Chapter 5 Testing with a reproducible environment

We can take testing a step further by setting up an environment that mimics the one we used to train our model and is set up the same way each time. First we need to set up a lockfile for our package that tells R exactly what packages — including the versions — should be used to reproduce this

We’ll be using the renv package, but a word of warning first: this package is still under active development, so this information may quickly become outdated.
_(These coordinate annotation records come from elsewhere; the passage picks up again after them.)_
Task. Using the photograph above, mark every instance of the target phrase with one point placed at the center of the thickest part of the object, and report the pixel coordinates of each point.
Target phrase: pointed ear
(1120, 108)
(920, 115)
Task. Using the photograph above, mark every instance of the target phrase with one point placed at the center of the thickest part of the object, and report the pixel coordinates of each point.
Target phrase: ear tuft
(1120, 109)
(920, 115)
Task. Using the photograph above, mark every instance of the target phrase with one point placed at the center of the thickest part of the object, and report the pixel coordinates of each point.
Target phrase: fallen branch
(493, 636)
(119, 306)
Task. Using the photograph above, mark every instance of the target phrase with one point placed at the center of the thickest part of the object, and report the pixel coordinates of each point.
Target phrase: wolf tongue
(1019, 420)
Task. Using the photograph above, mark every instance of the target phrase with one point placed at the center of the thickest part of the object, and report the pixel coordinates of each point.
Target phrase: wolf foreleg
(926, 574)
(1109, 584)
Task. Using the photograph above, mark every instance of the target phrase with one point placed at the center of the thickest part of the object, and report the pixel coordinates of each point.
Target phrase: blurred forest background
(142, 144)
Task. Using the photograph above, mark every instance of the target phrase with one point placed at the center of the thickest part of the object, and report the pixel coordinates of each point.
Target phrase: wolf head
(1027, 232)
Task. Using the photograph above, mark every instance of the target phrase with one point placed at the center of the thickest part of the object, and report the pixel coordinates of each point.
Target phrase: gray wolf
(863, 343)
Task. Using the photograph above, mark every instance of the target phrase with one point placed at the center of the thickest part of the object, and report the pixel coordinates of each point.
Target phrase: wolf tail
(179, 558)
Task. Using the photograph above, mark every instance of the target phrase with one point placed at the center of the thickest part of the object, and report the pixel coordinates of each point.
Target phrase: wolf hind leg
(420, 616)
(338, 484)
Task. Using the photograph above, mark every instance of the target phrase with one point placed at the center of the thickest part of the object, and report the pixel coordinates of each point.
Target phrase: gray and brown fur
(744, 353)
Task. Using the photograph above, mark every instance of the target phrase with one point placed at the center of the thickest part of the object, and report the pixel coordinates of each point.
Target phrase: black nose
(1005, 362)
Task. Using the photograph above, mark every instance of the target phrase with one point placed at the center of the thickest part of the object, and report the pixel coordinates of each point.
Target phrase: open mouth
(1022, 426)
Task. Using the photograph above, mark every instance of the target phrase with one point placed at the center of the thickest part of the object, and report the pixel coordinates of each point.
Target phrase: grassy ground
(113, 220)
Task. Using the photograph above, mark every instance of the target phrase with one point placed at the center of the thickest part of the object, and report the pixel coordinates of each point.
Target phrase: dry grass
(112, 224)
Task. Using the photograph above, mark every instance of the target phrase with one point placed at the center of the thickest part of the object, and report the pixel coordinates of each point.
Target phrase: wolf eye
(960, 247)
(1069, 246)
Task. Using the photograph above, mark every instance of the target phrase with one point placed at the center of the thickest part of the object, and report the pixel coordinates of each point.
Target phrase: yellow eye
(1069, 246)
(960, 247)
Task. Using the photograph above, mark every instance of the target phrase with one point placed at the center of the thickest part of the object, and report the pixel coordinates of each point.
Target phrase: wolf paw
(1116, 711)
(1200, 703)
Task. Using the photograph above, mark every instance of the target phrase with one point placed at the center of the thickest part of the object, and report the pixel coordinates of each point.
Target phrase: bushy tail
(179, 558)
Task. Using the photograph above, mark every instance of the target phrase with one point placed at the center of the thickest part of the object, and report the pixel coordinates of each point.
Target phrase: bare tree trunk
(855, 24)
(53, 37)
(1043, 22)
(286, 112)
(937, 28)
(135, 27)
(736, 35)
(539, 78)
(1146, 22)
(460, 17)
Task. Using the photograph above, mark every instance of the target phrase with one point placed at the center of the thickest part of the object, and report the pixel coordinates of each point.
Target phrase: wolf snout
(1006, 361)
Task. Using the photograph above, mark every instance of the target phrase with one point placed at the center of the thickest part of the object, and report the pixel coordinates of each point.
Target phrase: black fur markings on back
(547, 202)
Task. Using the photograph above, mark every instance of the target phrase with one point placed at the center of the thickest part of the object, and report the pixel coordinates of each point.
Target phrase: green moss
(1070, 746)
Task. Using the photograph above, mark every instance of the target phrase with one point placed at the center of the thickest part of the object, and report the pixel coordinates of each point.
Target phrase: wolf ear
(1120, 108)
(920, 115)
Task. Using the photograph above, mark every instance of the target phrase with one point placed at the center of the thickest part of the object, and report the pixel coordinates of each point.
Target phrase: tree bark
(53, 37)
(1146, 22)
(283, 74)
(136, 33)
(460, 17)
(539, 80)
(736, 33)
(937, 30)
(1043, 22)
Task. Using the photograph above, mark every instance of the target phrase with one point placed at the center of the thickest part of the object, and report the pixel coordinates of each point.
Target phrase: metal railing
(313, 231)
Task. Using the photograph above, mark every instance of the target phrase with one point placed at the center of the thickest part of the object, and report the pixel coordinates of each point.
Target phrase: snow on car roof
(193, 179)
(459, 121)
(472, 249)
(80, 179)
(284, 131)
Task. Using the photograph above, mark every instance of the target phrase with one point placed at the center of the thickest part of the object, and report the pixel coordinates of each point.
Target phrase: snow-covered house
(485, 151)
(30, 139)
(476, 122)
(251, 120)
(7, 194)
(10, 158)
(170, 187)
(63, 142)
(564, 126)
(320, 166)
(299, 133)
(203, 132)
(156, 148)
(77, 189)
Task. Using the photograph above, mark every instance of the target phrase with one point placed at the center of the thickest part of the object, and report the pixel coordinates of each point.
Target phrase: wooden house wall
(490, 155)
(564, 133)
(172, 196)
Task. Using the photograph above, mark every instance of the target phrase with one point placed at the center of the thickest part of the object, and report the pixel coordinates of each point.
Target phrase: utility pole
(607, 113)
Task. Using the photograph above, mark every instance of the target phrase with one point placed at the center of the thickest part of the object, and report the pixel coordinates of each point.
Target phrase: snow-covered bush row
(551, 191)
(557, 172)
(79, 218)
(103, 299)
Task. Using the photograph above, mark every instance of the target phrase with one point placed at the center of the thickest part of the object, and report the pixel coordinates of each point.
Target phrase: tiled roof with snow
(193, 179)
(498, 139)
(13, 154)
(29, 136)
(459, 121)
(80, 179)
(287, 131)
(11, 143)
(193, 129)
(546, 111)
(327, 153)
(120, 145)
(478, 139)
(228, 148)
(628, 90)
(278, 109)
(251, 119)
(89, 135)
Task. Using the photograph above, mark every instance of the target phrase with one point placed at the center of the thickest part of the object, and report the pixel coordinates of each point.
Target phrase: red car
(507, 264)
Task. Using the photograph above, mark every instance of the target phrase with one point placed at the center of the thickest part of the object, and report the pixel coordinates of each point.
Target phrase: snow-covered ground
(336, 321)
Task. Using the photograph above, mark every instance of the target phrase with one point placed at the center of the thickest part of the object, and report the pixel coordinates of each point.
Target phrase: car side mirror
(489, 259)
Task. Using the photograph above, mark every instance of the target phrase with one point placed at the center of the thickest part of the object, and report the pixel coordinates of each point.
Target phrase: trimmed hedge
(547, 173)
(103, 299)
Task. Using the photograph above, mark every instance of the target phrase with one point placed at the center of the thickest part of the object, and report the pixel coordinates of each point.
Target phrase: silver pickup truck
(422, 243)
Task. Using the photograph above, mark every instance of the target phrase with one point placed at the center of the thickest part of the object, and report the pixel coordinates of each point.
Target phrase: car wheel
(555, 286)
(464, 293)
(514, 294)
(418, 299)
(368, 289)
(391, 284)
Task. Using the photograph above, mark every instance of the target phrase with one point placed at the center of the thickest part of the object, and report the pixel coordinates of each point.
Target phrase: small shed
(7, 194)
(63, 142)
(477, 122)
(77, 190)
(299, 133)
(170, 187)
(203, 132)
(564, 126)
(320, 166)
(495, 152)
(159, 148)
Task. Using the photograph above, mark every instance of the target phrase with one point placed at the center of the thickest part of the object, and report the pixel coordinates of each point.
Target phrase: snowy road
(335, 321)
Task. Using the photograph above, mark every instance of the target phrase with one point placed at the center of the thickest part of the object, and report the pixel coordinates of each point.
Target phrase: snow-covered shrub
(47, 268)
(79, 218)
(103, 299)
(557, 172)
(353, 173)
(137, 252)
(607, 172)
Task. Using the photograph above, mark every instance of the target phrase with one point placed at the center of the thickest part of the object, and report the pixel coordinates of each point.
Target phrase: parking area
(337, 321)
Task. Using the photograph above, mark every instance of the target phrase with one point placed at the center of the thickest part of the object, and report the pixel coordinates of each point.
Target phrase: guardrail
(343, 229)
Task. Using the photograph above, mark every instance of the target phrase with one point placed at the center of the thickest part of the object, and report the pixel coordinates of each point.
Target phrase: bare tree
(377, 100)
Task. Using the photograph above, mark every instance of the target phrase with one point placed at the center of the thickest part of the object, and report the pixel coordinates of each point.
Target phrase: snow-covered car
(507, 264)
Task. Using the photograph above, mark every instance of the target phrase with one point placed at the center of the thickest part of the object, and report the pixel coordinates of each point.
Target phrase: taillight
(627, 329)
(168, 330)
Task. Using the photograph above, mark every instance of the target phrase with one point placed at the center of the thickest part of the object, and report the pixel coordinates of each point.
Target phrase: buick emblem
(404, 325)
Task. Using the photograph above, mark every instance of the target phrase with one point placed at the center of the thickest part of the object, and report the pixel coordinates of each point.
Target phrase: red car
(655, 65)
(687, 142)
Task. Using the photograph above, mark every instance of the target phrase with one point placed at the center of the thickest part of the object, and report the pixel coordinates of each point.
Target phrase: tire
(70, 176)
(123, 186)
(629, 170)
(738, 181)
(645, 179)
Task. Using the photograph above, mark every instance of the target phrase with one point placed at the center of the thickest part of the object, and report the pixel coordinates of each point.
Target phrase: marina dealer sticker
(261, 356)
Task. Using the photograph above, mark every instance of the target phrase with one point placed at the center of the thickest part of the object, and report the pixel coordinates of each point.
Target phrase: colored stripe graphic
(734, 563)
Once you’ve installed renv, open the R project containing your package and run renv::snapshot(). There will be a prompt for your consent to alter some files in your project and system. This function will automatically determine the dependencies used in your package, as well as what packages (and versions) are installed on your system, and will record this information in a lock file.

When you open your project in the future, RStudio will automatically load the packages that are recorded in the snapshot, down to the version number. If the specific versions aren’t available, it will download them and install them from source, or using available binaries. Try restarting your R environment to see this happen. We can trigger this behaviour manually with renv::restore(). To learn more about the renv package, read the introductory article.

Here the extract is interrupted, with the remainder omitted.